Over 75,000 employees of the corporation were impacted by a data breach, according to Tesla, which claimed insider malfeasance was to blame.
Tesla, the Elon Musk-owned electric vehicle manufacturer, reported a data breach to the attorney general of Maine after discovering that two former employees had exposed more than 75,000 people’s personal information to a foreign media outlet.
Tesla’s data privacy officer, Steven Elentukh, stated in the notice that the inquiry “revealed that two former Tesla employees misappropriated the information in violation of Tesla’s IT security and data protection policies and shared it with the media outlet.”
This data contains personally identifying information for 75,735 current and past employees, such as names, addresses, phone numbers, employment-related records, and Social Security numbers.
According to Tesla, two former workers gave the information to the German daily Handelsblatt. The outlet promised Tesla that it wouldn’t publish the information and that it was “legally prohibited from using it inappropriately,” according to the warning.
In May, Handelsblatt claimed that Tesla had experienced a “massive” breach that had exposed everything from the personal information of staff to customer complaints about their vehicles.
The “Tesla Files,” or more than 23,000 internal documents with 100 gigabytes of sensitive information, were obtained by the publication.

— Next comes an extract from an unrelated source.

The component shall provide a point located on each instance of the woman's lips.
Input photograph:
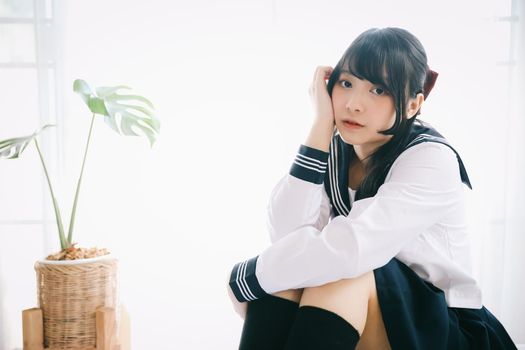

This includes details regarding employees’ financial accounts, trade secrets for manufacturing, and customer complaints about Tesla’s Full Self-Driving (FSD) features.
According to Handelsblatt, the hack also contained Musk’s Social Security number.
Tesla filed litigation against the workers who were allegedly in charge of the data breach, which led to the confiscation of the workers’ electronic equipment. “Tesla also obtained court orders that prohibit the former employees from further use, access, or dissemination of the data, subject to criminal penalties,” the company stated.
After Reuters revealed in April that Tesla employees had shared private photographs captured by customer cars, this occurrence occurred. Employees allegedly shared “invasive” pictures and videos taken by automobile cameras between 2019 and 2022.